がんばれ光也くん




 場所は布団の上、目の前には片立て膝の静馬、状況は。

「……し、シズさん……」
「おう」
「…………したいっす!」
「あいよ」

 光也はへにょん、と薄い眉を下げる。
 あまりにも男らしい返事に勢いが挫けかけそうなのだ。
 分かっている、静馬は「やることやるのに変わらないんだから、ぐだぐだ言うことねえだろ」くらいにしか思っていない。ただ、光也はもう少し繊細なのだ。
 慮ってほしい、と言うのはお門違いだと流石に分かっているので、光也はせめて、と静馬の頬に手を伸ばす。

「お前、手ぇがっくがくに震えてるが大丈夫か」
「だ、だいじょうぶっす」
「滅茶苦茶声裏返ってるんだけど」

 光也はキッスの一つもしようと静馬に手を伸ばしたのだが、どういうわけだか手が震える。ぶるっぶる震える。静馬曰くがっくがくに震えている。
 これからふたりは助平する予定だというのに、ナンテェコッタィ。
 そう、光也がしたいのは助平であった。破廉恥なことであった。
 現代に分かりやすく準拠して言えばセックスだ。
 わぁお、と内心で光也は心臓を押さえるが、内心どころか現実でも心臓を押さえて静馬に「大丈夫か? 救心いるか?」と労られている。
 光也は何故に静馬がそこまで冷静なのか問いたい。光也は女性経験ならばあるが、男性経験は静馬が初めてだ。静馬も……怖い人に言い寄られていたけれど「経験」はないだろう。ないはずだ。多分。
 それなのに、これから同性に抱かれようというときにどうしてそんなにも……

「シズさん……」
「どうした」
「男同士って、どうやるんすか」

 猫背ながら正座して訊ねた内容は、あまりにも間抜けであったけれど、心底真面目で大切なものであった。
 静馬の眼差しが生ぬるくなるほどに。

「今日は、やめような」

 静馬が光也の肩へ手を置く。

「あ、あ、あ……」
「ほら、お前も布団に入れ」

 広げられた布団、そっと引かれる肩。

「ああぁぁ……」

 光也はやさしく布団に寝かせられ、肩をぽんぽん叩かれてまんまと熟睡した。
 翌日の目覚めはすっきり爽やかであった。
 目覚めの珈琲を口にする静馬がやけに男前で、このひとに抱いてもらうほうがいいんじゃないかな、と光也は一瞬思った。

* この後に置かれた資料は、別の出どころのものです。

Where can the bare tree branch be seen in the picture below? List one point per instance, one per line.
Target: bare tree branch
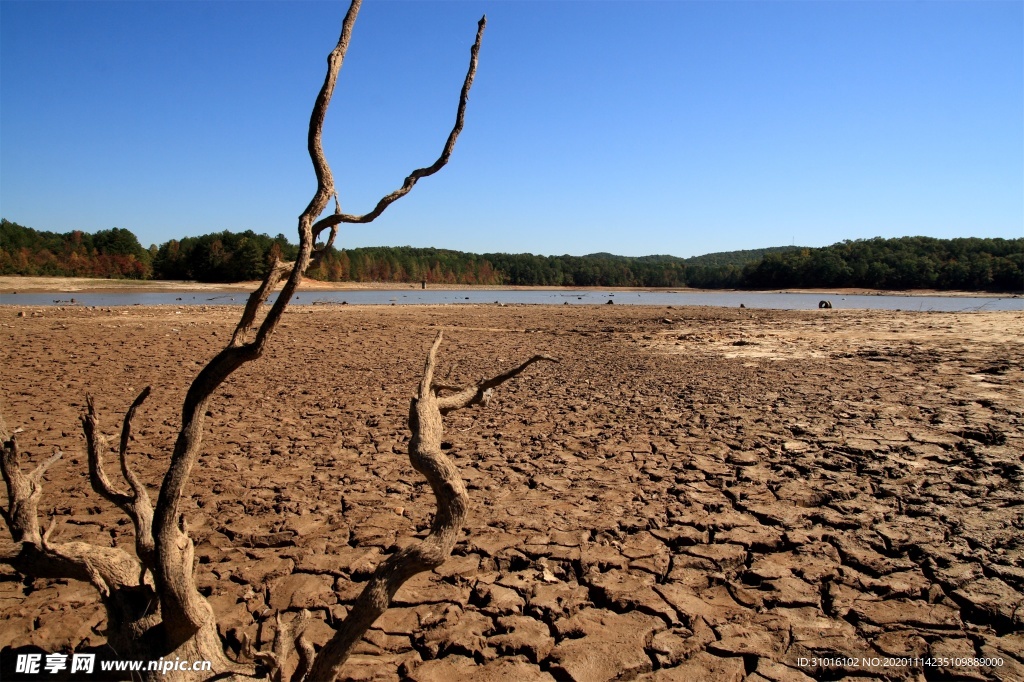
(23, 493)
(419, 173)
(136, 506)
(453, 502)
(171, 615)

「っそれじゃあ駄目なんだよお! 俺がしたいんだよお!!」
「うおっ、うるせえな」
「うるせえよ!」
「お前がなっ?」

 休日、真境名のもとへ押しかけ、詳細を話さぬまま愚痴をまくしたてる光也は、小学生の頃に標語で見た人が嫌がることを進んでやれという教えに従っただけなのだ。誤用であることを指摘してくれるひとは未だにいない。

「なにがあったんだよ……」

 そんな光也に付き合ってくれる真境名はほんとうに良い友人だ。交友関係を大雑把に見ると、ちょっとどうかな、と思う部分がないわけでもないけれど、一発でこいつないわー判定喰らうやつらとは比べ物にならない。

「恋人といい感じになりたい……」
「え、ヤッてねえの?」
「ぶっ殺すぞ! 安易にあのひとでゲスい想像するんじゃねえ!」
「顔も知らねえのに想像のしようがあるかよ! なんなの、お前。情緒不安定っ?」

 あながち間違っていない指摘を受け、光也はその場でごろりと寝転がる。安っぽいラグが頬にちくちくした。

「てきとうに雰囲気作ってラブホにでも誘い込めばいいじゃん」
「肋骨抜き取るぞ」
「却下ばっかりかよ」

 あのなあ、と光也は起き上がり、まるで真境名がしょうもないことを言ったかのように説教の体で話し出す。

「あのひとは俺にとって滅茶苦茶大事なわけ。普通に抱きつくとかはできるけど、その……そういう……」
「セックス? なんでお前童貞みたいになってんの?」
「うるせえよ……まあ、そうだ。それ目当てに触ろうとすると……手が震えるんだよ……あと……なんでもない」

 やり方が分からないとは言えなかった。なんといってもちょっとした悪いことも共有した友人である、多少は女事情も知っているし知られている。
 相手が同性だと知られて勘ぐられるのも嫌なら、気味悪がられるのも煩わしかった。
 真境名は口ごもった光也を追求せず、数度頷くと腕を組む。

「まあ、辛いよな」
「おう……」
「その若さでかあ……」
「……あ?」

 真境名の視線は光也の股間に向いていた。

「この度はやんちゃ盛りの息子さんを亡くされたそうで……」
「勃つわ、馬鹿野郎!!!」
「じゃあ、あとは突っ込むだけじゃねえか」

 それを何処にということで悩んでいるのだと喉まで出かかったが、寸で光也は飲み込む。

「……お前のところになんか来るんじゃなかった」
「押しかけておいてこれだよ……──光也」
「なんだよ……」

 しおしおと猫背を更に丸めて海老のようになりながら、光也は振り返る。
 直後、顔へ向かって投げつけられたもの。
 反射的に掴んで、光也はそれがDVDだと知る。内容は──「あにまるびでお」だ。

「青春の教科書ときたら、これだろ?」

 ウインク一つ、いいことしたぜとばかりの真境名の顔面に、光也は思い切り「あにまるびでお」を叩き返した。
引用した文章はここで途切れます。